AMBON, Siwalima.id - Pemerintah provinsi menyebut perpanjangan izin pengelolaan tambang galian C di Dusun Laala, Desa Lokki, Kecamatan Huamual, Kabupaten Seram Bagian Barat sudah diperpanjang.
Aktivitas pertambangan ini sebelumnya sempat menuai protes warga karena izinnya telah kadaluarsa. Polisi juga telah melakukan penyegelan aset perusahan tersebut.
Dalam perjalanannya, pihak perusahan kemudian melakukan pengurusan perpanjangan izin ke Dinas Penanaman Modal dan PTSP Provinsi Maluku.
“Izin PT Maranti Jaya Permai telah diperpanjang,” terang Kadis PMPTSP Maluku, Robert Tomasoa ketika dikonfirmasi Siwalima melalui telepon selulernya, Kamis (9/4).
Tomasoa menjelaskan operasi PT Maranti Jaya Permai di Laala memang sebelumnya telah ditutup oleh aparat kepolisian karena izin usaha pertambangan (WIUP) yang telah kedaluwarsa.
Namun pihak perusahaan telah mengajukan permohonan perpanjangan izin kepada gubernur dan telah ditindaklanjuti dengan penerbitan pertimbangan pertimbangan oleh Dinas ESDM.

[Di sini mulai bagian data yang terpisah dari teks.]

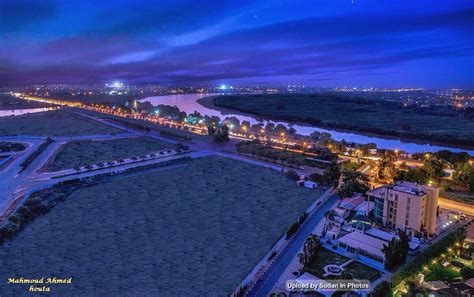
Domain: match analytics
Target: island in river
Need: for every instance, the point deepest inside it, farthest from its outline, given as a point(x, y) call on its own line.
point(437, 124)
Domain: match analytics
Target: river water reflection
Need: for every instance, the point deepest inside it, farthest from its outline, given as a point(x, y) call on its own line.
point(189, 104)
point(10, 112)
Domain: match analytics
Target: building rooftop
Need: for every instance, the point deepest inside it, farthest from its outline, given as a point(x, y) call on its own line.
point(404, 187)
point(408, 188)
point(351, 203)
point(365, 206)
point(377, 192)
point(470, 233)
point(365, 242)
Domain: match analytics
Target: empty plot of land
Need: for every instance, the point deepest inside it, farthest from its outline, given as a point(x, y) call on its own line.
point(196, 230)
point(52, 123)
point(83, 153)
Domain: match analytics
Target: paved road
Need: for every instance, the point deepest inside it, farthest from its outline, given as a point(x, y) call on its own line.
point(268, 281)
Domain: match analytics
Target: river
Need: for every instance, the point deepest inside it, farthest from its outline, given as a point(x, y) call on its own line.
point(10, 112)
point(189, 104)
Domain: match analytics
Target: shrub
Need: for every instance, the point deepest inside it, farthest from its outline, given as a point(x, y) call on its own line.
point(292, 174)
point(467, 272)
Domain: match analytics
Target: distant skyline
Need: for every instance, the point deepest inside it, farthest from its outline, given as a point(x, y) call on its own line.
point(332, 43)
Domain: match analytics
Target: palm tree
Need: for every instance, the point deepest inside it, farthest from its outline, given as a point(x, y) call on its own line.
point(304, 258)
point(330, 214)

“Jadi semua tahapan terkait dengan perpanjangan izin telah dilakukan PT MJP dan perpanjangan izin sudah selesai,” ungkapnya.
Perpanjangan izin perusahan ini katanya telah melewati kajian aturan Minerba serta melalui proses verifikasi dan validasi pada Online Single Submission (OSS).

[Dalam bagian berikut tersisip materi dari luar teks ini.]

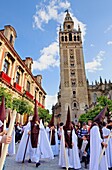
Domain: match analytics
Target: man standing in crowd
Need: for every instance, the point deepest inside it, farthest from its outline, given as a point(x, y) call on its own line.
point(3, 137)
point(53, 136)
point(96, 143)
point(69, 156)
point(34, 142)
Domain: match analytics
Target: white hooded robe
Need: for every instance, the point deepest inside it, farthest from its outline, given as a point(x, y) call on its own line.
point(43, 149)
point(69, 157)
point(95, 151)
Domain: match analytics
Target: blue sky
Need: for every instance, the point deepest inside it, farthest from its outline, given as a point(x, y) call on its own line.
point(37, 23)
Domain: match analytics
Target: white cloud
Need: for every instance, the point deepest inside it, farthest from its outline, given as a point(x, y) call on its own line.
point(109, 43)
point(45, 13)
point(92, 45)
point(49, 57)
point(108, 29)
point(95, 65)
point(50, 101)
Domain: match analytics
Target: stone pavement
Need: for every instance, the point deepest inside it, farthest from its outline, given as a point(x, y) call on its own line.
point(11, 164)
point(46, 164)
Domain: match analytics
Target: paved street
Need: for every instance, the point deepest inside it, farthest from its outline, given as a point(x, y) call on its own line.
point(45, 165)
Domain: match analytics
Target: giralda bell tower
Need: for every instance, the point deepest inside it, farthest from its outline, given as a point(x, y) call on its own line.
point(73, 89)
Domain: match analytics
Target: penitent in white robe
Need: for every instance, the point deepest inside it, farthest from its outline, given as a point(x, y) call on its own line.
point(69, 157)
point(11, 147)
point(55, 148)
point(95, 151)
point(106, 132)
point(43, 149)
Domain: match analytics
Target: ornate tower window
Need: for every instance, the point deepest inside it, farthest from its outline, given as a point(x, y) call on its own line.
point(62, 38)
point(74, 37)
point(17, 77)
point(78, 38)
point(6, 67)
point(72, 72)
point(73, 82)
point(65, 38)
point(72, 64)
point(11, 38)
point(68, 26)
point(70, 36)
point(75, 105)
point(74, 93)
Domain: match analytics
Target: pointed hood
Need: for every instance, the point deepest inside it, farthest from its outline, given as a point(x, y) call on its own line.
point(100, 117)
point(51, 123)
point(36, 116)
point(8, 112)
point(68, 125)
point(2, 110)
point(27, 120)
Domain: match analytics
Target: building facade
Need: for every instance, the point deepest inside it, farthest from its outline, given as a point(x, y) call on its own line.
point(74, 90)
point(15, 73)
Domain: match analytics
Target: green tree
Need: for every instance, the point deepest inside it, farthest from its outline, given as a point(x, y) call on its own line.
point(44, 114)
point(91, 114)
point(8, 97)
point(22, 106)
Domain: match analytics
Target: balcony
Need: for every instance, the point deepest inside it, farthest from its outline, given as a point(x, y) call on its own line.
point(40, 105)
point(29, 95)
point(5, 77)
point(17, 87)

Menurutnya, pemerintah provinsi tidak akan menghambat proses perizinan yang diajukan oleh perusahaan, sepanjang seluruh persyaratan pendukung sesuai aturan telah dipenuhi oleh pihak pemohon.

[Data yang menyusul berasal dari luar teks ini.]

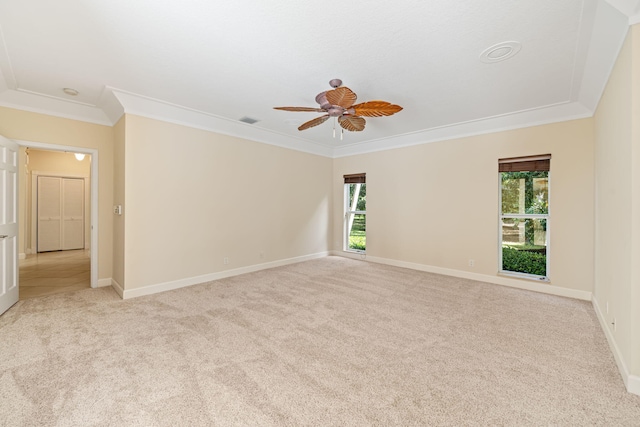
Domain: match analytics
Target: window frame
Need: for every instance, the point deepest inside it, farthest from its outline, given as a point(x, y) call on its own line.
point(547, 217)
point(352, 180)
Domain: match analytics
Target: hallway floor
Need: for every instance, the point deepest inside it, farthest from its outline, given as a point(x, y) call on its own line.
point(50, 273)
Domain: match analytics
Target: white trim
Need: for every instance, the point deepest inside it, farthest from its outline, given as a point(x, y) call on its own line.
point(117, 287)
point(94, 179)
point(631, 382)
point(35, 175)
point(189, 281)
point(528, 285)
point(104, 282)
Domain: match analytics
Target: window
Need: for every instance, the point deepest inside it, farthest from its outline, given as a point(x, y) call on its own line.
point(524, 216)
point(355, 203)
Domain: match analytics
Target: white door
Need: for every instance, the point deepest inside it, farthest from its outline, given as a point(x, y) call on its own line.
point(72, 214)
point(49, 214)
point(60, 213)
point(8, 224)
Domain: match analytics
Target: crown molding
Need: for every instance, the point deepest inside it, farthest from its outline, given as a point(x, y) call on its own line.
point(535, 117)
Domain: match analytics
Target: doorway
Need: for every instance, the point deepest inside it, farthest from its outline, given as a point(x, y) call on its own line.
point(46, 269)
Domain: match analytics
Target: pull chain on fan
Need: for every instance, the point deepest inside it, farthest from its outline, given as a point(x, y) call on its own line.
point(339, 104)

“Kita tidak akan menghambat proses perizinan, kalau dokumen persyaratan dipenuhi, maka prosesnya pasti berjalan lancar,” tegasnya.
Ia mengaku dalam penerbitan setiap izin tetap memperhatikan keberlangsungan lingkungan hidup sebab usaha pertambangan harus mengakomodasi kepentingan lingkungan.
Karenanya, ia berharap masyarakat dilokasi tempat setiap usaha pertambangan termasuk galian C dapat mendukung pemerintah untuk memberikan ruang bagi investasi.
Masih Beroperasi
Sebelumnya diberitakan, aktivitas pengambilan material galian C di Dusun Laala, Kabupaten Seram Bagian Barat, kembali menuai sorotan.
Tambang yang dikelola PT Maranti Jaya Permai diduga masih beroperasi meski sebelumnya telah ditutup aparat kepolisian karena izin usaha pertambangan (WIUP) yang telah kedaluwarsa.
Berdasarkan laporan masyarakat, lokasi tambang itu bahkan telah dipasangi garis polisi (police line) sebagai tanda larangan beraktivitas. Namun, informasi yang beredar menyebutkan aktivitas penambangan masih berlangsung secara diam-diam.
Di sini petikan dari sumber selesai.